As it stands CHRYSANTHE is a strange one for me.  I had neither the desire to stop reading nor continue.  I wasn't engrossed with the story and the characters were wafer thing with Christine barely developing beyond the first few pages.  Forget about Quentin.  That boy's a lost cause.  So I have no idea what compelled me to actually finish this title.  It goes against all of the logic of my prior DNFs as it rightly should have been one.

In all honesty I do think it was the world.  If nothing else the world was a pretty solid one and I found Quentin's and Christine's travels through the worlds to be fascinating and the concept that they're not even real once you leave them pretty intriguing.  It kind of bodes for the whole "tree falls in the forest" thing.  If no one's there to experience it does it exist after all?  I wasn't too fond of the whole Hero concept in that if there's an incompetent ass on the throne then the Book (read: bible) will spit out a Hero to depose the crappy ruler and not much can be done because the Law (basically an intangible governing entity enforced by some kind of higher power) will kill you dead if you even so much as flick a royal's nose and mean the harm it causes.  For instance Christine, at around 10 years old, got into a fight with a schoolmate in the made world where she was trapped and the girl kicked her in the shin.  Because the Law followed Christine and applied in the made world the girl died a horrible death (which varies from death to death on the method).  Neat concept, kind of crappy attribution.  There are a lot of flaws in the world's logic but it painted a nice picture regardless.

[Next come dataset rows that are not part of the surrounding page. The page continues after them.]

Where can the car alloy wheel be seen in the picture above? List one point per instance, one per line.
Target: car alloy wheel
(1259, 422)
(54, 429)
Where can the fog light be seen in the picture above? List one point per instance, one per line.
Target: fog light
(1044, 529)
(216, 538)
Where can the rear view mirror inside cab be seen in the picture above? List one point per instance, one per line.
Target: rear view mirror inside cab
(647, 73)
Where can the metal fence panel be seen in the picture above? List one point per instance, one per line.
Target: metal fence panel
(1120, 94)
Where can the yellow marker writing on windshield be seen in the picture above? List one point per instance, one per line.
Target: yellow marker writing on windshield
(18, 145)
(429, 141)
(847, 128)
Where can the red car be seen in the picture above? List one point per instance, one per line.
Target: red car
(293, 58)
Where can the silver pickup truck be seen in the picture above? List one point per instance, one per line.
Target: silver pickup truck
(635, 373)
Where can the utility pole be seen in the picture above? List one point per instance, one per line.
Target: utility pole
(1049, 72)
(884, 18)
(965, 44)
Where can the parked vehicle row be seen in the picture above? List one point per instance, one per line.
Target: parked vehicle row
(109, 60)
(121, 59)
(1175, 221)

Except for the poop.  There's a lot of it.  Literally.  The author had an unhealthy obsession of demonstrating a character's ability to provide a BM.  I have no idea why.  But there was a lot of gut rumbling and voiding of bowels going on.  Is this an aspect of fantasy I just wasn't aware of?

CHRYSANTHE was one of the few books where I read reviews as I was reading it simply because I wanted to know why it kept getting such low star ratings.  Having read it I can understand.  You're pretty much only going to tolerate it if you're a world whore like I am, and even that's a stretch.  Reading it you're pretty much skating on the surface, reading a text book account of what's going on in these people's lives.  There's very little by the way of character development and I believe only Christine does any developing at all.  Barely.  Having such vicious false memories implanted can have one hell of an effect on a person's psyche and if I said Christine didn't grow at all as a character I'd be lying but she doesn't grow much.  She is rather stunted in the maturity department and she does end up with a lot shoved into her lap and I do believe she reacts accordingly.  But since everything else around her is stagnant and the time elapsed is only a matter of weeks it doesn't help her.  I think she's come a long way in a short amount of time, all things considered, but it's contextual.

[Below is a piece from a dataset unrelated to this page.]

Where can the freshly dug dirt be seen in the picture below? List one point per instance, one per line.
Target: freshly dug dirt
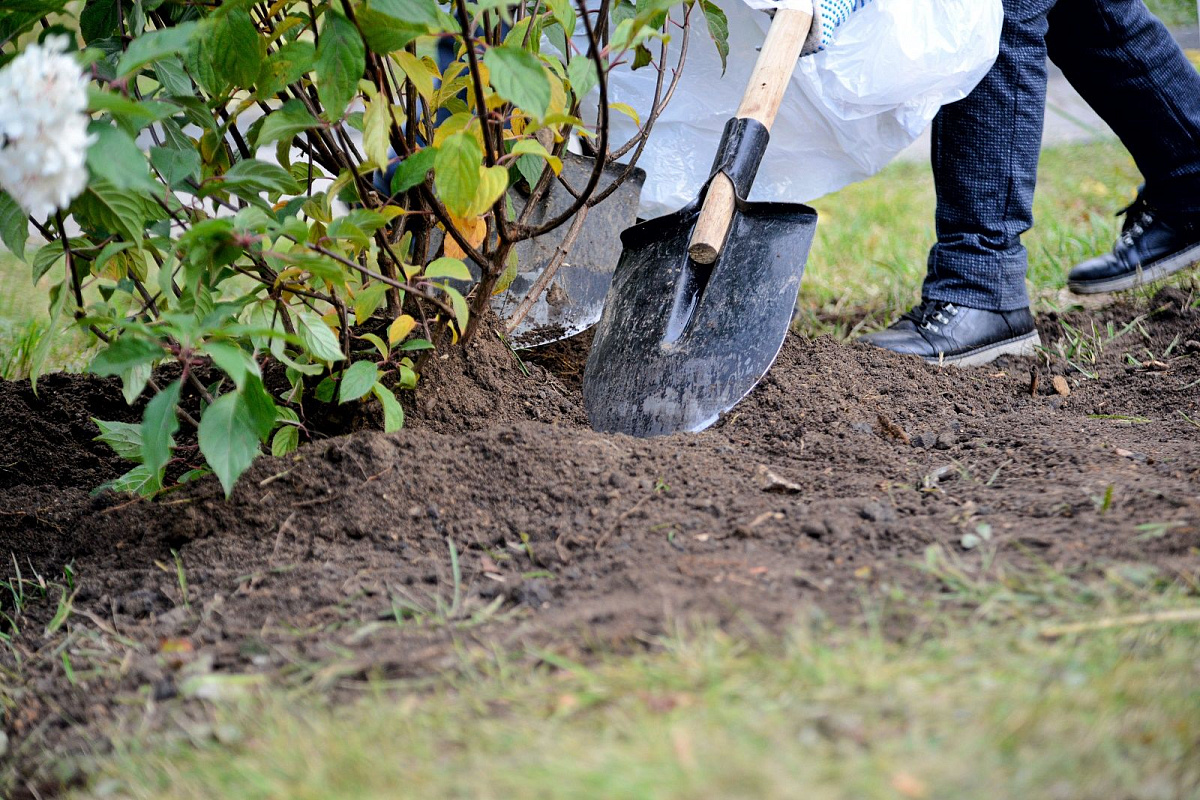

I feel like reading something so incredibly dense I should have taken more away from it but it's fluid; it just runs from my mind.  There isn't much that's all that memorable about CHRYSANTHE but it's not inherently bad either.  I think if the author had a bit more focus and honed in on a single character or two instead of resorting to the third person omniscient voice I think more could have been done in terms of character development, especially for Christine.  It's supposed to be mostly her story but once she gets to Chrysanthe she'd abandoned for other corners of the world most of the time.  It's unfortunate.

I think the premise was fantastic and it had potential but the execution was lackluster at best.  I really wanted to like CHRYSANTHE but it just fell flat.


Ban Factor: High - It has a "made" world where everything is fake, including a bastardized version of Christianity which Christine ends up abandoning for the "true" religion of Chrysanthe.  No, no, the banners won't like that.